A. J. Brammer
J. E. Piercy
Inst. for Microstruct. Sci., Natl. Res. Council Canada, Ottawa, ON Canada
Asahi Mutual Life Insurance Co., Fukui, Japan
Tokushima Univ., Tokushima, Japan
The purpose of this paper is to explore the influence of occupational exposure to hand-transmitted vibration on mechanoreceptor acuity, for possible future use as a screening test for early symptoms of the hand--arm vibration syndrome (HAVS). Mechanoreceptor-specific vibrotactile thresholds were determined using the tactometer at frequencies mediated by the SAI receptors (4 Hz), FAI receptors (32 Hz), and FAII receptors (100 Hz) [A. J. Brammer and J. E. Piercy, ``Measuring vibrotactile perception thresholds at the fingertips of power-tool operators,'' Proc. U.K. Informal Group Meeting on Human Response to Vibration, Buxton (1991)]. Thresholds were obtained from 33 seasonal operators of chain saws and brush cutters, who had so worked for up to 39 years.
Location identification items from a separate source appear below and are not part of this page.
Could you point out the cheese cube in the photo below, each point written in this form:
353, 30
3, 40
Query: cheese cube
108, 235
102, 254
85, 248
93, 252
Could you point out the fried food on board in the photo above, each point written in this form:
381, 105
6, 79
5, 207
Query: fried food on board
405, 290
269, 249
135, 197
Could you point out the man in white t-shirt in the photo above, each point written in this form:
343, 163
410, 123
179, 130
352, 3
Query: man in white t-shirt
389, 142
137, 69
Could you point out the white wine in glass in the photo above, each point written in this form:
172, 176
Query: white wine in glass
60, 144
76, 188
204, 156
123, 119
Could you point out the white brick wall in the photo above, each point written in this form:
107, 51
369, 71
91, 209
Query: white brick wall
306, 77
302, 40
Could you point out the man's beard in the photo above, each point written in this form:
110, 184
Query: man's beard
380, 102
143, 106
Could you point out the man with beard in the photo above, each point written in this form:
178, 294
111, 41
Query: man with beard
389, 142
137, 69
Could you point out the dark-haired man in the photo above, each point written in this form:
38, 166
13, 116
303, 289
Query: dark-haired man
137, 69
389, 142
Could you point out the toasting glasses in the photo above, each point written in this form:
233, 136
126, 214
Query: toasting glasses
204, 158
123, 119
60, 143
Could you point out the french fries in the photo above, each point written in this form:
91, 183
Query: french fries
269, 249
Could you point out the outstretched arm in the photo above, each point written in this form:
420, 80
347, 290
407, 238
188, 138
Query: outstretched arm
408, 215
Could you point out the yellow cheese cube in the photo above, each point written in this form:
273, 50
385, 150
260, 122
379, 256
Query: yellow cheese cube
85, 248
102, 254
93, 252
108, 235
Twenty-three of the workers were judged clinically to suffer from mild to moderate symptoms of HAVS. A progressive reduction in acuity with increasing years of exposure was observed, on average, in this group, for each mechanoreceptor population. A reduction in acuity remained even after correcting for changes in threshold with age.